Gracias a un proyecto financiado por el Ministerio de Economía y Competitividad, denominado Permasnow, en el que también participan investigadores de la Universidad de Oviedo, la Universidad de Lisboa y dos universidades de Chequia, los investigadores de la UAH van a estudiar con más detenimiento la nieve en la Antártida y su evolución en los próximos años, cuantificando el efecto que eso tiene sobre el suelo congelado. Se evaluará qué espesor de nieve es el necesario para evitar que se descongele el suelo helado que, de momento, la nieve mantiene íntegro a pesar de que su temperatura cada vez se acerca más al punto de descongelación (cero grados).

Las mediciones, en esta ocasión, se realizarán en los dos emplazamientos habituales donde trabajan los investigadores de la UAH (islas Livingston y Decepción, en la zona oeste de la península Antártica) y en un emplazamiento nuevo, la isla de James Ross, al este de la península Antártica, donde las llevarán a cabo investigadores checos que colaboran en el proyecto. ‘De este modo vamos a contrastar las características de las precipitaciones de nieve y su duración en distintos puntos, para entender el efecto que tiene en  el permafrost’, agrega de Pablo.
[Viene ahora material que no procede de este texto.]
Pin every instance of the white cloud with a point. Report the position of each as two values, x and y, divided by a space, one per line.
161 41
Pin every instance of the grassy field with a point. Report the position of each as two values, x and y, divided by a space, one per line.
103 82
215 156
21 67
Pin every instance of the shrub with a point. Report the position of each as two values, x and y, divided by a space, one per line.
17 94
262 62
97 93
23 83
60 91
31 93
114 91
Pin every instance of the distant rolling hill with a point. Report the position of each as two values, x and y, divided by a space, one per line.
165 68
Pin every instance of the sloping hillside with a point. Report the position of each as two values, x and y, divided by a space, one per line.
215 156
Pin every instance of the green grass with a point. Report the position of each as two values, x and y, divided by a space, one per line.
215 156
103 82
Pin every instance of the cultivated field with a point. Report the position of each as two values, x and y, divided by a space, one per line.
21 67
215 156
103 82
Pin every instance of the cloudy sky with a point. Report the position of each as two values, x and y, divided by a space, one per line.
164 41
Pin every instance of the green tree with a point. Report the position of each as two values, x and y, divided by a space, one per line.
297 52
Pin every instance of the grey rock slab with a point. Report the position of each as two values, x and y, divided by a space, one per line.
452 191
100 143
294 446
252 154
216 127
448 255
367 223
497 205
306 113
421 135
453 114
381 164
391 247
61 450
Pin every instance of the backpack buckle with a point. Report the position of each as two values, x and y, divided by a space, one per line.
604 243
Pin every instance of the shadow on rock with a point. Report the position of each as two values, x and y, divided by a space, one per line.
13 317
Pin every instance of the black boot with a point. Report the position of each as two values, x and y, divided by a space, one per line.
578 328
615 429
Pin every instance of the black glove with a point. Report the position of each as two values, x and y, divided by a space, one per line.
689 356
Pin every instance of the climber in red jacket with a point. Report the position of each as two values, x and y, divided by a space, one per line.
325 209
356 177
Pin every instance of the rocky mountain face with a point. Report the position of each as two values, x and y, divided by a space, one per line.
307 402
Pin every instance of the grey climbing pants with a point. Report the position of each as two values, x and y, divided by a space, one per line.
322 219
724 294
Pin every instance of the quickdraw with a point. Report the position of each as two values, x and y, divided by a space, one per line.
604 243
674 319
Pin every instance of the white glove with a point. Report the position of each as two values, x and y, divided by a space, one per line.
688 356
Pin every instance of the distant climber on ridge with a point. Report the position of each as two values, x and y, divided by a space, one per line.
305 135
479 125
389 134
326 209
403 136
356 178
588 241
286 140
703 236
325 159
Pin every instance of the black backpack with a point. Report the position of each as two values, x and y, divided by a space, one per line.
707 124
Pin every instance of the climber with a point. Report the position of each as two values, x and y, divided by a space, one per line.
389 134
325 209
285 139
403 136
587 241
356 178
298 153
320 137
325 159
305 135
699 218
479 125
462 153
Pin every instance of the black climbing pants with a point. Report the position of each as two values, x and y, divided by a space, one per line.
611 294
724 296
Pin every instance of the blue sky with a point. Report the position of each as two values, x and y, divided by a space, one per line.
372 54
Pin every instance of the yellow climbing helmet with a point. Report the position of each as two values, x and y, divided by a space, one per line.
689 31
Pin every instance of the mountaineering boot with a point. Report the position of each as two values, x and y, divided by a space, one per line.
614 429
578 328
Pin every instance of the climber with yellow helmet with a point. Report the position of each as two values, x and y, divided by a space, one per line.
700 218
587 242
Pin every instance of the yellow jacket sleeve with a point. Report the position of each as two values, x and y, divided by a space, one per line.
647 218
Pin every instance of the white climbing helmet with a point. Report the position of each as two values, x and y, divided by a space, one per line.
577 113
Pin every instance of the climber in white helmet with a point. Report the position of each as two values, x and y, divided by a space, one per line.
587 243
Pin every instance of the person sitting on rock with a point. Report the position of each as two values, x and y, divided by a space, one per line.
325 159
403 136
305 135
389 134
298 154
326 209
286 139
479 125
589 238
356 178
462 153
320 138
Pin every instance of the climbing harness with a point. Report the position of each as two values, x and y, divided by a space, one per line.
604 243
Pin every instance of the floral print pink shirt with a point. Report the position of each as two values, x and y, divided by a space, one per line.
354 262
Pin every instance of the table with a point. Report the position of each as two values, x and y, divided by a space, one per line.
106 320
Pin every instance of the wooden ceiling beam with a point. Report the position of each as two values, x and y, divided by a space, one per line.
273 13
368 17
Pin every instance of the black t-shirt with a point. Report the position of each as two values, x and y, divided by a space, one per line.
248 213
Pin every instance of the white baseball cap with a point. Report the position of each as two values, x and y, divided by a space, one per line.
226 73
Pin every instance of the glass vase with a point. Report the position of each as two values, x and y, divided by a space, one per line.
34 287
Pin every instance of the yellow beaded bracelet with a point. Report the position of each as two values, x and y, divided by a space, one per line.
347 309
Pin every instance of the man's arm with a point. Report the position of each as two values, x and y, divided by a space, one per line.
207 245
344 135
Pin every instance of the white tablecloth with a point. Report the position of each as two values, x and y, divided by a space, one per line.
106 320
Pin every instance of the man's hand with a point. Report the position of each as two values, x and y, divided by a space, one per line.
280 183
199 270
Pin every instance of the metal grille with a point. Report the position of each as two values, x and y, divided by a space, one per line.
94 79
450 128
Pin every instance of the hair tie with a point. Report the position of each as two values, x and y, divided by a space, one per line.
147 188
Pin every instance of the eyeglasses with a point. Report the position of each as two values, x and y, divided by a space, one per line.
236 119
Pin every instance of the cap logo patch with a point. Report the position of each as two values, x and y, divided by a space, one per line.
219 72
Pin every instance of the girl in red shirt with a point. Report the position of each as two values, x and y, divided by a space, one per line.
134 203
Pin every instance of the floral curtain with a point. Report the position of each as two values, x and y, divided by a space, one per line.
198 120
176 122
Durante la siguiente campaña antártica, que se inicia el próximo mes de diciembre, van a instalar instrumentación nueva especialmente dedicada a medir durante todo el año diversas propiedades de la nieve: espesor, temperatura, peso, densidad, contenido en agua, etc. Además, durante la campaña se van a tomar muestras de nieve de forma sincronizada con el paso de un satélite artificial que tomará datos radar, para así calibrar esos datos y poder extender los estudios de la nieve a otras zonas más amplias dentro de la región antártica en la que estudian.